Para o MPF, a conduta do Comando da Aeronáutica em exigir o reagrupamento físico dos mais de 500 alunos da Epcar, muitos deles ainda menores, em um momento crítico da epidemia de Covid-19 no país e sob censura das autoridades públicas das Secretarias Estadual e Municipal de Saúde infringe “normas explícitas da Constituição da República, de 1988, e do Estatuto da Criança e do Adolescente (Lei 8.069/1990), que impõem ao Estado não apenas o dever de assegurar com absoluta prioridade aos adolescentes e jovens os direitos à vida, à saúde, à dignidade e ao respeito, mas também de adotar medidas de caráter protetivo/preventivo, em ordem a colocá-los a salvo de toda forma de negligência, crueldade e opressão”.

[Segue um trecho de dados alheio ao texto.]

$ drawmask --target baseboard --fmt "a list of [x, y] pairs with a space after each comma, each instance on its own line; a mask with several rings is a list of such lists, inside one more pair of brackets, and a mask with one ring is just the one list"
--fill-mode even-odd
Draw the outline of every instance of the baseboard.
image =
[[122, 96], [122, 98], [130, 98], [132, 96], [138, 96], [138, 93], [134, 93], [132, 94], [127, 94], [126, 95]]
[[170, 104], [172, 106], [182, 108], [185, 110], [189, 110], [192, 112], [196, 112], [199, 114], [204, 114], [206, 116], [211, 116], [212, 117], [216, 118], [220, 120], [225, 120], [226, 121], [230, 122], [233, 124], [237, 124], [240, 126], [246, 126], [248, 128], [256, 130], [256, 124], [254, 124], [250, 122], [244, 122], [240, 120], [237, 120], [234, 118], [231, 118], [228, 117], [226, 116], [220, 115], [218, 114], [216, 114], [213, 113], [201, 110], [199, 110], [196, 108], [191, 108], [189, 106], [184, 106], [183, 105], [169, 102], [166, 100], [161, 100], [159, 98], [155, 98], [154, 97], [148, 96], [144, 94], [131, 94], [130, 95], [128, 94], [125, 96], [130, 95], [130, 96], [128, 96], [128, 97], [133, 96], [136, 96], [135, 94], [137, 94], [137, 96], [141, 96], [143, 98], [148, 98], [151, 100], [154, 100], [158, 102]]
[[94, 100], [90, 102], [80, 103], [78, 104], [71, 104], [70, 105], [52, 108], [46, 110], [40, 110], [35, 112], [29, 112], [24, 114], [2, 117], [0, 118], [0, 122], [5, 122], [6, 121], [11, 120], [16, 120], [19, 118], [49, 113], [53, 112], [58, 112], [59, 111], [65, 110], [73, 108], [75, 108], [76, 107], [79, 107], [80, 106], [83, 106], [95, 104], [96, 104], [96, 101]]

Chamou atenção também o fato de que os estudantes foram convocados a retornar à escola, que se caracteriza por grandes alojamentos e áreas de uso comum (refeitório, banheiros etc.), com a finalidade apenas de assistirem a aulas por videoconferência e praticarem exercícios físicos individualmente, conforme prevê o plano apresentado pela Aeronáutica.

De acordo com o MPF, “o tratamento vexatório e constrangedor dispensado pela ré aos 507 alunos matriculados no curso preparatório de cadetes do ar – primeiramente submetendo-os, na contramão de todas as tendências, a um confinamento obrigatório entre os meses de março e maio que redundou na infecção de 40% do grupo, e agora convocando-os para novo aquartelamento a partir de 12 de julho, em um cenário epidemiológico pior que o anterior – consubstancia comportamento antijurídico causador de relevantes danos morais”. Por isso, a ação também pediu a condenação da Epcar a reparar os danos morais causados a cada um dos seus 507 alunos.

Decisão judicial – Ao receber a ação, o Juízo Federal de São João del-Rei determinou a intimação da União para se manifestar sobre o pedido de liminar. Em resposta, o comando da Aeronáutica solicitou a realização de audiência de conciliação no dia 8 seguinte, o que foi atendido pelo Juízo, mas a tentativa foi infrutífera. Não houve acordo.

Na última sexta-feira (10), o Juízo Federal proferiu decisão indeferindo o pedido de liminar feito pelo MPF. Na manhã do sábado (11), às 6h45 da manhã, o MPF interpôs agravo, em caráter de urgência, e requereu que fosse apreciado durante o plantão do fim de semana, pois o retorno presencial dos alunos à Epcar, definido para ocorrer a partir do domingo (12), uma vez consumado, tornaria inócua qualquer decisão em sentido contrário.

O pedido de liminar apresentado no agravo foi negado pelo presidente do Tribunal Regional Federal da 1ª Região (TRF1) no próprio dia 11.